Paul is not currently running for reelection but nevertheless has stumped for conservative candidates, railing against Fauci. “I promise you I will subpoena every last record from Dr. Fauci,” he told a crowd in Kentucky this month as he campaigned for gubernatorial candidate Daniel Cameron, the state’s current attorney general.

Democrats’ health care messaging has focused far more on abortion rights and this summer’s passage of the Inflation Reduction Act, which includes provisions to lower prescription drug costs — a typically bipartisan issue that should resonate with voters.

The Supreme Court’s Dobbs decision this spring didn’t turn the tides for the midterm elections, but it did level the field, insists Jesse Ferguson, a Democratic strategist who has worked for the the Democratic Congressional Campaign Committee and Hilary Clinton’s presidential campaign.

“If history is our guide, this midterm elections should already be over, because Democrats are in power, there are challenges in the economy, and that should be an automatic massive midterm win for Republicans,” said Ferguson. “That doesn’t mean its going to be a good midterms for Democrats … but the fact that it’s still ongoing is partially a function of how salient and how compelling the issue of abortion rights is for people.”
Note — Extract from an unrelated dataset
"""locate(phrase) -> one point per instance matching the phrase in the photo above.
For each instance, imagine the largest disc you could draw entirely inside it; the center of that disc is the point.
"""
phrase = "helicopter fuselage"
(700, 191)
On the other hand, Democrats’ drug pricing win, however much it upset industry, is unlikely to move the needle in campaign ads, said Ayres, the GOP pollster.

The law’s key reform, to let the government negotiate prices for certain costly medicines, won’t subvert that immediate reality for many Americans, especially because it starts with a small set of medicines, and doesn’t kick in until 2026, he argued. “Controlling the price of 10 [drugs] is going to scratch the surface of drug costs.”